Interacting with a wide variety of perspectives is valuable. Many who come to college come from small towns or big cities. Few, if anyone, have the experiences and cultural context of both. Taking advantage of the opportunity to better understand others helps one better understand themselves, and why they think and feel the way they do. Furthermore, being in proximity and engaging with different viewpoints, contexts and perspectives allows for intellectual growth. After seeing another perspective, one has a more complete chance to understand why one believes what they do. Activities like the school newspaper or the radio exposes people to perspectives they are better off having heard. Going to different cultural events is also fun! New types of food, dance and music are further reasons to show up to new places. Engaging with people different than you allows you to bridge divides and better understand people’s common humanity. 

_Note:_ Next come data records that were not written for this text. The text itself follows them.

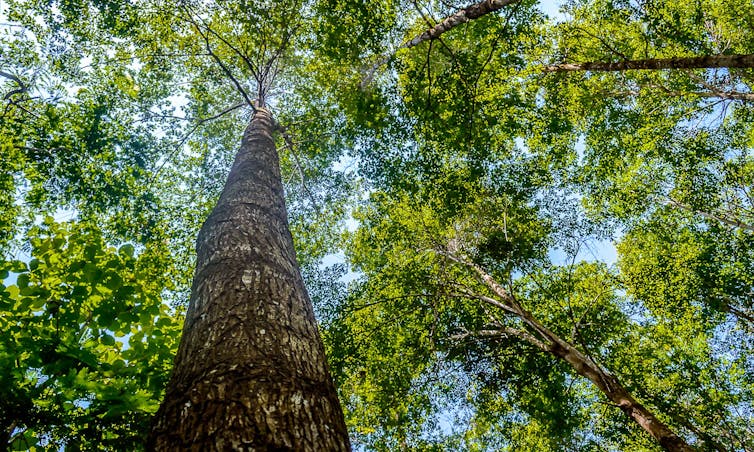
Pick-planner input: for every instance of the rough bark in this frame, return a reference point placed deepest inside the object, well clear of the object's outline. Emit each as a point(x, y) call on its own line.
point(701, 62)
point(250, 373)
point(585, 366)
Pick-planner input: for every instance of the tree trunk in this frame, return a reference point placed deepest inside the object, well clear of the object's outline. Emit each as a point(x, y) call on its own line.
point(461, 17)
point(251, 372)
point(582, 364)
point(611, 387)
point(702, 62)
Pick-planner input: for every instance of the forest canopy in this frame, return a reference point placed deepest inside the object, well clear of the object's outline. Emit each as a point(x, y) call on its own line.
point(522, 225)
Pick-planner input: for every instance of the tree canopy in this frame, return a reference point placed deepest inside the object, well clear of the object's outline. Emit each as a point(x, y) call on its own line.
point(519, 231)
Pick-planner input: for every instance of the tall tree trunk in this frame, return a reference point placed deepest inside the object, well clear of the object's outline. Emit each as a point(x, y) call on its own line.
point(702, 62)
point(251, 372)
point(583, 365)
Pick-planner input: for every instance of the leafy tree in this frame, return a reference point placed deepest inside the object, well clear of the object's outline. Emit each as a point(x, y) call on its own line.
point(475, 322)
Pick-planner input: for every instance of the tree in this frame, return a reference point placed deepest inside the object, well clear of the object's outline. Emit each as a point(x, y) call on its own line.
point(251, 370)
point(478, 319)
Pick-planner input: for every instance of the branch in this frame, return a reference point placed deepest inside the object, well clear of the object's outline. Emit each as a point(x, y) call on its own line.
point(220, 63)
point(22, 88)
point(712, 216)
point(701, 62)
point(728, 95)
point(179, 145)
point(502, 332)
point(289, 143)
point(465, 15)
point(461, 17)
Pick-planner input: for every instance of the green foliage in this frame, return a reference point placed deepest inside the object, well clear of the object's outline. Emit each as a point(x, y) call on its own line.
point(121, 114)
point(87, 340)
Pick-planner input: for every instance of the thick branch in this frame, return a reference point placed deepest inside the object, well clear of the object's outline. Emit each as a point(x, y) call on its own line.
point(701, 62)
point(728, 95)
point(584, 365)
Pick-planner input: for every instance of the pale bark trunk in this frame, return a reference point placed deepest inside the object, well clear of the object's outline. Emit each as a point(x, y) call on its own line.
point(610, 386)
point(585, 366)
point(251, 372)
point(702, 62)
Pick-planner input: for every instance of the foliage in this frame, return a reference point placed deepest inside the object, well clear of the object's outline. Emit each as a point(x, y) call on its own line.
point(128, 117)
point(87, 340)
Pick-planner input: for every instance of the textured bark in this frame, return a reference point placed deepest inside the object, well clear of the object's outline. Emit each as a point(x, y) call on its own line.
point(612, 388)
point(702, 62)
point(469, 13)
point(582, 364)
point(251, 372)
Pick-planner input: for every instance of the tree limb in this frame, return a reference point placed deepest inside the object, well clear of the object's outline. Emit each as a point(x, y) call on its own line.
point(700, 62)
point(467, 14)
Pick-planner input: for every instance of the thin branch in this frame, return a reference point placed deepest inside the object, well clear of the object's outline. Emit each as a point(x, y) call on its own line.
point(465, 15)
point(289, 143)
point(712, 216)
point(221, 64)
point(182, 141)
point(700, 62)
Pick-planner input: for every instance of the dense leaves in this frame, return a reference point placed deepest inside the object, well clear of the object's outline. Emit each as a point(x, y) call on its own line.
point(615, 207)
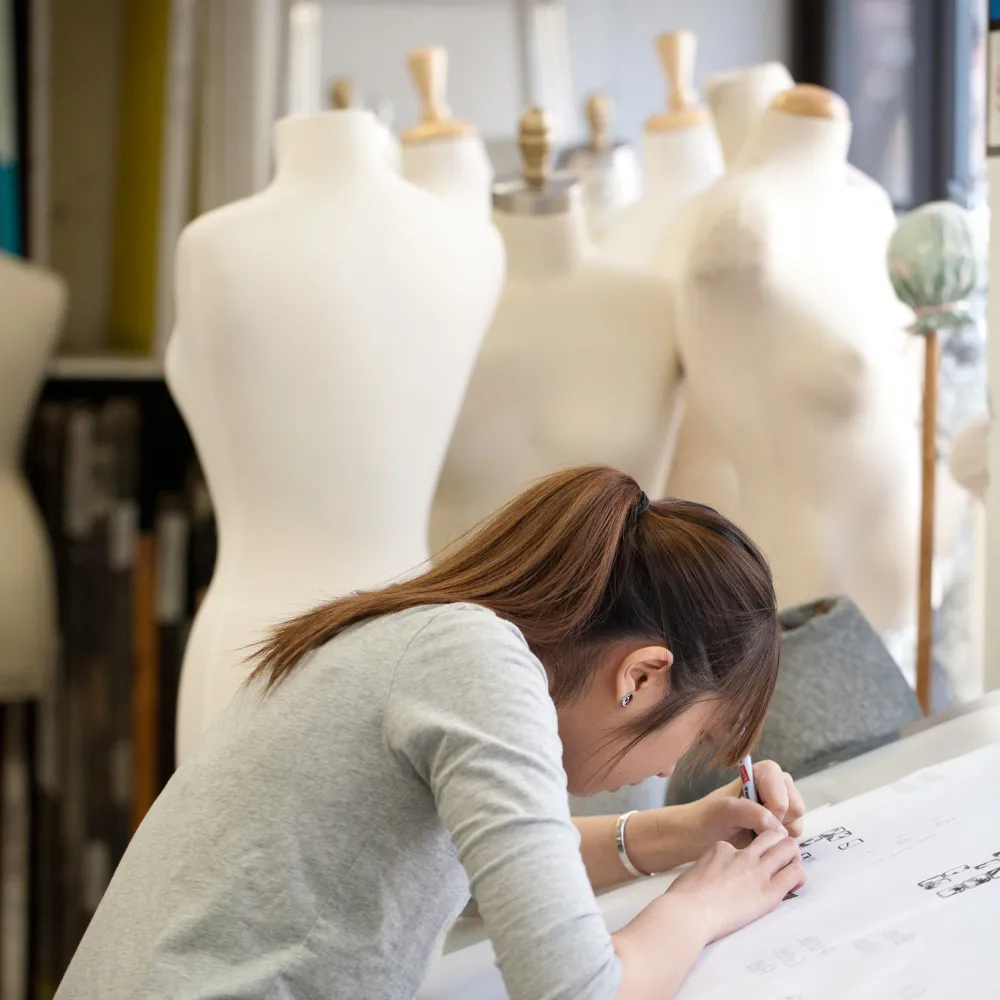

Finally, and most importantly, getting involved provides a sense of purpose. Being able to test out new things allows one to better understand what they want to get out of education. Being granted the chance to test out inklings of different careers allows people to better understand their choices. For example, many people who get involved in college television end up working a similar career after college because they have the experience, knowledge and built-up passion from already having done some.  

Getting involved is chicken soup for the soul. It nurtures one’s natural need to have deep connections, to self-actualize and to find joy and passion. The beast is anxiety personified, and feeding it involves starving oneself.